At roughly 1:30 p.m. in the Marquette neighborhood of Madison, police received reports of a man stealing bicycles and looking into parked cars. Four police officers then approached 38-year-old Corey Ruiz, a Black man who fled on a bicycle through backyards after officers confronted him. Ruiz fell from the bicycle after an officer quickly exited his vehicle and knocked Ruiz to the ground, where a physical struggle began between Ruiz and police as bystanders recorded from nearby. Ruiz produced a knife that Madison Police Chief John Patterson reported injured the officer who fired the shots. One female officer is heard yelling out "Taser! Taser! Taser!" before two officers fired tasers at Ruiz. Police reported that one taser was not successful, while the other taser, fired by a female officer, successfully connected and brought Ruiz the to ground. Two officers then restrain Ruiz on the ground While Ruiz was being held to the ground by these two officers, a third officer, identified as Kiel Baitinger-Peterson, drew his weapon and shot Ruiz three times at close range, killing him. Bystanders from nearby began yelling, and officers then retrieved the knife.

The Madison Police Department is not outfitted with police body cameras.

== Reactions ==
NBC News said "a central question now is why lethal force was used when officers appeared to have Ruiz on the ground."

The killing sparked protests and vigils in Madison, with many protesters calling on the city to release the name of the officer who shot Ruiz.

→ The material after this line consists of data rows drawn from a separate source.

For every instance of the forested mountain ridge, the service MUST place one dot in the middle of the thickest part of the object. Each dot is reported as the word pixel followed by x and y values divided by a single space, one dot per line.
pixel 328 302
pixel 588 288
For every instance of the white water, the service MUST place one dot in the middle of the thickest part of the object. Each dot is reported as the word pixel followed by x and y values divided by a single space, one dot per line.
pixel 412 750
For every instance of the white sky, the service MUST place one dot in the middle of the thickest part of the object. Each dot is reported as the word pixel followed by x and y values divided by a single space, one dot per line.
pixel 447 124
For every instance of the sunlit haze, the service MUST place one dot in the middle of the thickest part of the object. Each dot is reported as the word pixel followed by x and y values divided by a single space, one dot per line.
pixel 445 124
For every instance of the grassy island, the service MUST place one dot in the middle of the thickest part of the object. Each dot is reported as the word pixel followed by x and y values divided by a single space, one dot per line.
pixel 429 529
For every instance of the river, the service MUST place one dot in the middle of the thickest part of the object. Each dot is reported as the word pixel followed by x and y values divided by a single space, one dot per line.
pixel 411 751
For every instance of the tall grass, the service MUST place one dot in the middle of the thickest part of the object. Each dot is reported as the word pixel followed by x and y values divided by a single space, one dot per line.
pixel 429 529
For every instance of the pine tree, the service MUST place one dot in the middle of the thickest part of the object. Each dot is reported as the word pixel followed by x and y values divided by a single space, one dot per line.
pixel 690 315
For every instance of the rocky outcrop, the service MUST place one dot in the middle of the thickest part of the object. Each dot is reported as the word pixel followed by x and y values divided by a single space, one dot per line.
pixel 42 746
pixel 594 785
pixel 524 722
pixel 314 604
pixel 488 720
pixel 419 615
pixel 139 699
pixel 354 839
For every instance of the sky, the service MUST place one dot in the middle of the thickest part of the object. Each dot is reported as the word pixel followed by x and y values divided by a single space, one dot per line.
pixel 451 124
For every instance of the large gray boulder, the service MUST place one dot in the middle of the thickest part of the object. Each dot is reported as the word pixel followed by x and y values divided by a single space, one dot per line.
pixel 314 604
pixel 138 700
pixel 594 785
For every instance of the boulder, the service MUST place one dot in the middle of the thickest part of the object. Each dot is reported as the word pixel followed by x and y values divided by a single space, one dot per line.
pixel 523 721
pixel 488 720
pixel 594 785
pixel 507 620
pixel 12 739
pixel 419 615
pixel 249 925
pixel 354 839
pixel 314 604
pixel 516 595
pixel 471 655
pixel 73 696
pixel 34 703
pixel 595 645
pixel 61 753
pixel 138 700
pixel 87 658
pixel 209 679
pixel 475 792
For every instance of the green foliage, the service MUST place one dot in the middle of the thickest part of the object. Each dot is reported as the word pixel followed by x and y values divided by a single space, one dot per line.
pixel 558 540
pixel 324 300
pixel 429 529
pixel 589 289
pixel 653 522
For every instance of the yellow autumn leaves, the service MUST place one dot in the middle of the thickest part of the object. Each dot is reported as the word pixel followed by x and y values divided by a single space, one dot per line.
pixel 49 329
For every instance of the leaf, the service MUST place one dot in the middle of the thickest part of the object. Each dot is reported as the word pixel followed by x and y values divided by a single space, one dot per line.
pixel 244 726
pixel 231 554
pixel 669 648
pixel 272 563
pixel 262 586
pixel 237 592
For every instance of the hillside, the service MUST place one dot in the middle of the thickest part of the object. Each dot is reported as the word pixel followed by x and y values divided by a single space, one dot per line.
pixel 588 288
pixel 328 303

Shortly after the killing, several city blocks were barricaded by protesters in what was referred to as an "autonomous zone" by local activists. After a week, Mayor Satya Rhodes-Conway urged protesters to dismantle the barricades, warning of an "unsafe and unsustainable" situation. When no agreement was reached for voluntary dismantlement, local and state police were dispatched to clear the encampment, resulting in clashes between remaining protesters and police. Multiple fires were set in the street before being extinguished by firefighters. City officials announced the arrest of 26 protesters through August 5, mainly for failure to disperse.

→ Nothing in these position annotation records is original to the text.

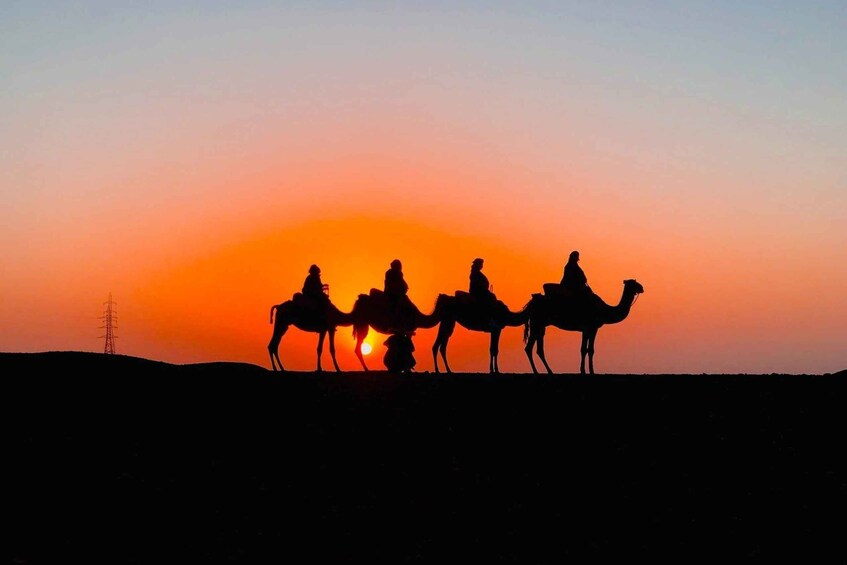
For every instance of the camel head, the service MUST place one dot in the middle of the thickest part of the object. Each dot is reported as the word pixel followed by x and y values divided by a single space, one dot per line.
pixel 633 286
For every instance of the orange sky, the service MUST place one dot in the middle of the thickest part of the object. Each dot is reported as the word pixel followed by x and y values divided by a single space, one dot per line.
pixel 197 180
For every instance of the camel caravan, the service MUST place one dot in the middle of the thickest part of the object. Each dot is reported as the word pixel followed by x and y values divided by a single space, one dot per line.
pixel 569 305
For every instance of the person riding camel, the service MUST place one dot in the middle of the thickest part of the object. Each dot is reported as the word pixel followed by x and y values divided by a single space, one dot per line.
pixel 314 290
pixel 480 291
pixel 480 288
pixel 395 291
pixel 574 281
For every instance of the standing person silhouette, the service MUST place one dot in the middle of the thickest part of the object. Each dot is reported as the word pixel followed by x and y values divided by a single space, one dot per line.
pixel 574 280
pixel 395 290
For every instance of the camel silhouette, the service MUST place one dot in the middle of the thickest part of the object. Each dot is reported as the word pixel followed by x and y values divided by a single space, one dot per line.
pixel 471 315
pixel 372 311
pixel 309 320
pixel 586 317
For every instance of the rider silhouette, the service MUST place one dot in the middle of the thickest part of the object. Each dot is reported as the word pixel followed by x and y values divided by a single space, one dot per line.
pixel 480 290
pixel 314 289
pixel 395 290
pixel 479 287
pixel 573 279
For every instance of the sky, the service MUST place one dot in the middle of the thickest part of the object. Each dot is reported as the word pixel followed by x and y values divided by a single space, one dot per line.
pixel 193 159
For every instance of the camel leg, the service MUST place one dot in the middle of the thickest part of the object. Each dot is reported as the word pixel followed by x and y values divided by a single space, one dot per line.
pixel 320 348
pixel 540 350
pixel 361 334
pixel 493 351
pixel 445 330
pixel 530 342
pixel 332 349
pixel 590 349
pixel 273 346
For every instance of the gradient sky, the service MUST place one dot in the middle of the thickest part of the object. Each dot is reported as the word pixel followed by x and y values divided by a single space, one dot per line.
pixel 194 158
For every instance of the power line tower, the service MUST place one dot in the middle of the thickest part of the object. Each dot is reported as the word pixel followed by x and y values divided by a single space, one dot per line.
pixel 110 318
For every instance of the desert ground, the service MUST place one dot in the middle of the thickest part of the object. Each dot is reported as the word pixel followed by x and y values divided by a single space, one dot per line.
pixel 118 459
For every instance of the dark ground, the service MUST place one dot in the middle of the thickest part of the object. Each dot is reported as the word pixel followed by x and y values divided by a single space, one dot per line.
pixel 117 459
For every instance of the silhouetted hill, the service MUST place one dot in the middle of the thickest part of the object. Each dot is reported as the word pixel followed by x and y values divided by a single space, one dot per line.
pixel 118 459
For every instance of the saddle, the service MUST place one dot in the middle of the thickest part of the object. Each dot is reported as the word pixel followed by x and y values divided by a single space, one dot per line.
pixel 562 295
pixel 308 303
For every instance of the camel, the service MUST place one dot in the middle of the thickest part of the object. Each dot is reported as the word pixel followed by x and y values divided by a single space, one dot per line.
pixel 586 317
pixel 307 319
pixel 371 311
pixel 470 315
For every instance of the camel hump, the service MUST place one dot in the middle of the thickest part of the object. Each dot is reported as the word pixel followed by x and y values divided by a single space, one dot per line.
pixel 553 289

Protests continued through August 5, with authorities reporting six arrests after several fires were set on Williamson and Baldwin streets. All fires were extinguished within 20 minutes of firefighters arriving and no injuries were reported.

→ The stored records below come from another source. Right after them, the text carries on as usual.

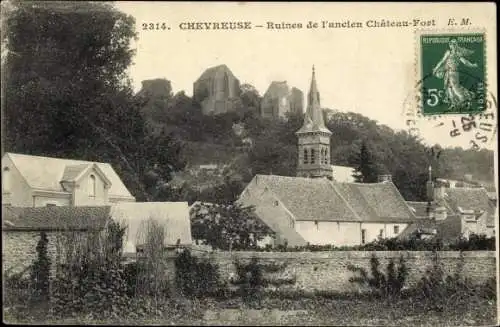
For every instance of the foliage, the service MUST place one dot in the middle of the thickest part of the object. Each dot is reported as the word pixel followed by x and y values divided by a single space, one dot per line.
pixel 251 278
pixel 151 278
pixel 366 169
pixel 227 226
pixel 474 243
pixel 439 291
pixel 92 279
pixel 386 285
pixel 40 270
pixel 70 96
pixel 198 278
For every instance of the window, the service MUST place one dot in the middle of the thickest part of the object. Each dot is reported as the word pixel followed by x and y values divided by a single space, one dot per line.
pixel 92 185
pixel 6 180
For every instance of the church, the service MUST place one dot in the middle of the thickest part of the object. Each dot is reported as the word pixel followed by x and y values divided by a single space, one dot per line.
pixel 314 208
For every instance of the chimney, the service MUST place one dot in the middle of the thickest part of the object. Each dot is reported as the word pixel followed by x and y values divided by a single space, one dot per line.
pixel 384 178
pixel 439 192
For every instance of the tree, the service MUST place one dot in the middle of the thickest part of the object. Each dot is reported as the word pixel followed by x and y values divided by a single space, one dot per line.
pixel 40 270
pixel 66 88
pixel 366 168
pixel 227 226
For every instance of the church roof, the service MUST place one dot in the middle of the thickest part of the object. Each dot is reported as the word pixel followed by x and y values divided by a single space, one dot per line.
pixel 313 119
pixel 324 200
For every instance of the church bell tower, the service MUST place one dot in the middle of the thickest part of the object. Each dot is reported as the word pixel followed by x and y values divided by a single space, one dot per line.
pixel 313 139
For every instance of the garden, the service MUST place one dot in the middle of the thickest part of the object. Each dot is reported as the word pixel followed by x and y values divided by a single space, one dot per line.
pixel 95 284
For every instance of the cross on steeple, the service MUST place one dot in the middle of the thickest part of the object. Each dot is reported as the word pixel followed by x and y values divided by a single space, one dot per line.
pixel 314 137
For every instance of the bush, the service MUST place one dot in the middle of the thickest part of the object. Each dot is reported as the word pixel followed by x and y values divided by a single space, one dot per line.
pixel 40 270
pixel 440 291
pixel 385 285
pixel 92 281
pixel 198 278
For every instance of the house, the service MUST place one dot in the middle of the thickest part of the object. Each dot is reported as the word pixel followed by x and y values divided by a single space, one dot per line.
pixel 201 209
pixel 343 174
pixel 320 211
pixel 313 208
pixel 455 213
pixel 279 99
pixel 34 181
pixel 217 90
pixel 172 216
pixel 21 227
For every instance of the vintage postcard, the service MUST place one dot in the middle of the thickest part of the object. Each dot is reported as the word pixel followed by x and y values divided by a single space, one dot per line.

Madison Police released drone footage on August 4th showing a physical confrontation between officers and independent police monitor Aeiramique Glass, in which Glass was interfering with police activity before being briefly restrained. She sustained minor injuries before being released without charges.

Madison Police Chief John Patterson held a press conference on July 23, 2026, in which he said there would be an investigation of the shooting, but did not release the names of any of the officers, including the man who fired the shots. While he was talking, a group of over a dozen protesters entered the news conference and took control of the microphone. After protesters stepped away from the microphone, Patterson said "everyone in this room can feel the thinness of trust in this city right now." Patterson said the killing was being investigated as a homicide, and the four officers involved had been put on administrative leave pending the investigation. On August 10, Chief Patterson revealed that the officer who fired the shots was Kiel Baitinger-Peterson, who has worked for the Madison Police Department since 2015.

Governor Tony Evers called for protesters to remain peaceful and respectful. Francesca Hong, a former state representative, Madison resident, and candidate in the 2026 Wisconsin gubernatorial primary stated "This was an execution, and it never should have happened."

Ruiz's family has retained attorney Benjamin Crump, who stated that the officer involved in the shooting should be criminally charged.